Рецепт я, конечно, усовершенствовал — например, добавил в начинку засахаренный имбирь и свежую малину, а вот тесто было от Фрэнка, точнее, от его бабушки, как я и объяснил в статье. Я рассказал и о бабулином секрете — загущать начинку тапиоковым крахмалом, а не кукурузным.
Конечно, я не поведал читателям «Нового гурмана» об обстоятельствах, при которых научился делать такое тесто. Упомянул лишь, что меня научил друг, а его — бабушка, у которой он жил на ферме, где выращивали елки. Сказал, что впервые испек тот пирог тринадцатилетним. В тот день нам неожиданно принесли целое ведро персиков, а тесто мы готовили в страшную жару.
Я советовал заранее охладить продукты для теста и не лить много воды: добавить ее можно в любой момент, а вот убавить не получится. Мешать тесто слишком долго не рекомендовал.
— Не стремитесь скупать дорогую технику из каталогов, — говорил я. — Приминать тесто лучше всего ладонью. Что до укладывания верхнего пласта на начинку, то это настоящий прыжок в неизвестное. Только не мешкайте! Укладывая верхний пласт, верьте в себя. Это как сигануть из окна через двенадцать часов после удаления аппендицита и не сомневаться, что приземлишься на обе ноги.
Статья в журнале вызвала интерес у публики, и телекомпания из Сиракуз пригласила меня как шеф-повара недели продемонстрировать свое умение на утреннем шоу. Письма хлынули потоком, сперва от читателей «Нового гурмана», потом от телезрителей. У каждого были вопросы по выпечке. По-моему, ни один другой десерт не вызывает столько эмоций, даже страстей, как скромный и незатейливый пирог.
Как и предупреждал Фрэнк, взгляды на тесто единодушием не отличались. Читательница «Нового гурмана», узнав, что для теста я использую комбинацию масла и жира, пыталась убедить меня во вреде последнего. Другая приняла в штыки масло.
Тем временем ресторан «В гостях у Молли», где я работал, процветал и купался в лучах славы. Молли, его хозяйка, открыла неподалеку пирожковую, где под моим началом пять пекарей делали пироги по советам Фрэнка.
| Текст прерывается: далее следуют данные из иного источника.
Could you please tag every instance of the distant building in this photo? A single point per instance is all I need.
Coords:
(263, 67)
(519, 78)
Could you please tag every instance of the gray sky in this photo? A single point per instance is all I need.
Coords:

Прошло около года после появления статьи в «Новом гурмане», когда я получил письмо с незнакомым штемпелем — откуда-то из Айдахо. Адрес на конверте выведен карандашом, а вместо имени отправителя стоял длинный номер. Внутри лежало письмо, написанное аккуратнейшим почерком на малюсеньком листочке, словно бумагу экономили. Скорее всего, так оно и было.
Сообразив, что к чему, я даже сел от неожиданности. Прошлое настигло меня, как порыв ледяного ветра, когда в метель распахиваешь дверь; как жар от раскаленной духовки, которую открываешь, чтобы проверить… пирог, что же еще? Прошлое накрыло меня с головой.
Минуло двадцать лет, а перед внутренним взором по-прежнему стояло его лицо, каким оно было в день нашей встречи в «Прайсмарте», — высокие скулы, впалые щеки, пронзительные голубые глаза, так и сверлившие меня. Почти еще ребенок, который мечтал заглянуть под обложку сентябрьского «Плейбоя», но удовольствовался сборником кроссвордов, я мог его испугаться. Он же возвышался надо мной, эдакий исполин с огромными ручищами и низким, звучным голосом. Но с первой же минуты я почувствовал, что ему стоит доверять. Вопреки злости, вопреки страху, что Фрэнк украдет маму и оттеснит меня на задний план, в его порядочности я не сомневался.
Двадцать лет я не получал от Фрэнка весточек. Когда вынимал из конверта листок, один-единственный, крошечный, возникло ощущение, как тогда, когда мы с мамой везли Фрэнка домой из «Прайсмарта». Почувствовал, что жизнь и окружающий мир вот-вот изменятся. Двадцать лет назад я обрадовался, а сейчас испугался.